Exactly how many troops are taking psychiatric drugs remains a mystery. In response to a Freedom of Information Act request by the Courant, officials released only limited records on medications given to service members in Iraq.

Those records, as well as the Army's reports, indicate that the availability and use of psychiatric drugs in Iraq has increased steadily. A 2004 report by a team of Army mental-health professionals found widespread complaints from combat doctors about a lack of psychotropic drugs, which prompted the military to approve making antidepressants, including Prozac, Zoloft and trazodone, more widely available. A follow-up report 13 months later cited no such complaints about access to drugs.

In a little-noticed change a year ago, the Army revised its deployment guidelines to include a caution against deploying troops who were taking antidepressants for "moderate to severe" depression.

William Winkenwerder Jr., the assistant secretary of defense for health affairs, reiterated that point in testimony to Congress last summer. Mr.

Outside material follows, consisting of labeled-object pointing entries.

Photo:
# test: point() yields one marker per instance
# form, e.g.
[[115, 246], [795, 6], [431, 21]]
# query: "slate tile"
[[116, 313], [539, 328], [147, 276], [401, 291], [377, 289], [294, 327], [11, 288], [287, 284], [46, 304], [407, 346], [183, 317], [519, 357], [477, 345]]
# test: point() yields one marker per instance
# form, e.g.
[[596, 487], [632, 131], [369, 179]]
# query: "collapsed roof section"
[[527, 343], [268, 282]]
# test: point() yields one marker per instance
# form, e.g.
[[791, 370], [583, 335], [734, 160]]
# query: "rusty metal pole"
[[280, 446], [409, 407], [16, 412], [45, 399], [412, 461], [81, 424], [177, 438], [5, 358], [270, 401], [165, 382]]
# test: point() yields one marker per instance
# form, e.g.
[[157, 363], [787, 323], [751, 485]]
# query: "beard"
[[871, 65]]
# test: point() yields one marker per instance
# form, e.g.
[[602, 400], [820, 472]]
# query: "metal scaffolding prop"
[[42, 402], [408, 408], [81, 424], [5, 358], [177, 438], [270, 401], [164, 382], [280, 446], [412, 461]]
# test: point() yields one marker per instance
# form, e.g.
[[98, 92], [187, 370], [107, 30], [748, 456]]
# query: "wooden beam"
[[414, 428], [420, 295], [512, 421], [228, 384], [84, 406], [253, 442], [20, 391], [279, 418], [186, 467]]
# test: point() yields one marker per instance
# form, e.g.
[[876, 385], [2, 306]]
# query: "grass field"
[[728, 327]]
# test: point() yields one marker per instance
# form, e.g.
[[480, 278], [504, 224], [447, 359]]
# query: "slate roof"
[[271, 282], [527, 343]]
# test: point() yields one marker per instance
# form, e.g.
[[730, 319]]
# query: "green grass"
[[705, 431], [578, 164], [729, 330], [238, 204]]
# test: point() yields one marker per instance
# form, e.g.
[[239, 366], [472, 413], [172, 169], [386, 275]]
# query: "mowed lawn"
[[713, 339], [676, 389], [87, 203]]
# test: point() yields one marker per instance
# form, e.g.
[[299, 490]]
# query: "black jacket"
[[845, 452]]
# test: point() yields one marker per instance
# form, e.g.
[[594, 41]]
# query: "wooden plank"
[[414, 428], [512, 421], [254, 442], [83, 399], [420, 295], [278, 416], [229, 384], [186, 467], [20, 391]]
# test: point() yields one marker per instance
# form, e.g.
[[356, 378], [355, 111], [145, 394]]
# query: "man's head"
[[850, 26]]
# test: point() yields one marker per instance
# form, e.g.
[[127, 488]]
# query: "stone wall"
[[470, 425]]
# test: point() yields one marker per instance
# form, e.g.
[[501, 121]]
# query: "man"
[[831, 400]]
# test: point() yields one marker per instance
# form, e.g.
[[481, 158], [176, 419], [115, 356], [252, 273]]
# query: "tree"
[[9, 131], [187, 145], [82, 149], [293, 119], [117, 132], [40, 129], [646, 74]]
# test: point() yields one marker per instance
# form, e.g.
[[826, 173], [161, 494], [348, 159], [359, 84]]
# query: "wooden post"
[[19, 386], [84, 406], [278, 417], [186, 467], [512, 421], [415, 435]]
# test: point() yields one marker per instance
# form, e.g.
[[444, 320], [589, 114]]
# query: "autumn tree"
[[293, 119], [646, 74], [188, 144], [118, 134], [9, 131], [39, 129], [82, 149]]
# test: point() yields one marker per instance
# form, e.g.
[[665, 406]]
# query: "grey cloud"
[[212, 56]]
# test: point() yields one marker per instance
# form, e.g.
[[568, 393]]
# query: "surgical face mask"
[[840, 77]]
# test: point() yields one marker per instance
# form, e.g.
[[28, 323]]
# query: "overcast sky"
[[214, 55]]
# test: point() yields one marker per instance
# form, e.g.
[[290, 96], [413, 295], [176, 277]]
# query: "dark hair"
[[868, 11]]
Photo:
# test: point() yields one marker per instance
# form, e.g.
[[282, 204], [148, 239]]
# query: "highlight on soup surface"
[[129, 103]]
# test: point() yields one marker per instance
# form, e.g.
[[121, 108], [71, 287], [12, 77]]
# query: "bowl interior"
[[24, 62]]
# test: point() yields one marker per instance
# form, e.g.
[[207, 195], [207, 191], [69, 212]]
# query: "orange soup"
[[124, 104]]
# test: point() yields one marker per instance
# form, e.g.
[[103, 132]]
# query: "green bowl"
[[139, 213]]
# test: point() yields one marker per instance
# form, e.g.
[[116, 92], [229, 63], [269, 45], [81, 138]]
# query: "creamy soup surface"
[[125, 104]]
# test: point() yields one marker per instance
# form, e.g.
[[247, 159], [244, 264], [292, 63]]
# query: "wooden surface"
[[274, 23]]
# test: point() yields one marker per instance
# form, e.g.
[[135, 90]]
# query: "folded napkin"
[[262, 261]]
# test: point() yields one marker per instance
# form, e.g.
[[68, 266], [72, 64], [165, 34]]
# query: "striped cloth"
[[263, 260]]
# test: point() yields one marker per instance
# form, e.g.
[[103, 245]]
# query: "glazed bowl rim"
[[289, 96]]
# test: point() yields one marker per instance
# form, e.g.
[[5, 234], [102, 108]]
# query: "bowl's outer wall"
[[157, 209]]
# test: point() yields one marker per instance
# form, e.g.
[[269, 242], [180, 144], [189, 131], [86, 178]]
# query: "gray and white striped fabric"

Winkenwerder, the military's top health official, said the military allowed troops to deploy on psychotropic medications if they were on a maintenance dose after a condition had "fully resolved."

How the military interprets "fully resolved" is in question.

"We have seen people diagnosed within three to four weeks [before] deployment, put on medications like Paxil, and their deployment schedule rolls along," said Kathleen Gilberd, a San Diego legal counselor for service members who heads the Military Law Task Force of the National Lawyers Guild.

Tomas Young, 26, an infantry soldier from Kansas City, Mo., was sent to Iraq in early 2004 from Fort Hood, Texas, with a mental condition that he said was not "fully resolved." He was diagnosed with depression about three months before deployment.

"It was, 'Here's the Prozac.' I didn't get counseling or anything," he said.

In 2004, after the war began, top military health officials acknowledged problems with a key principle of modern combat psychiatry, which emphasizes treating troubled troops as close to the front lines as possible, with the expectation they will return to duty.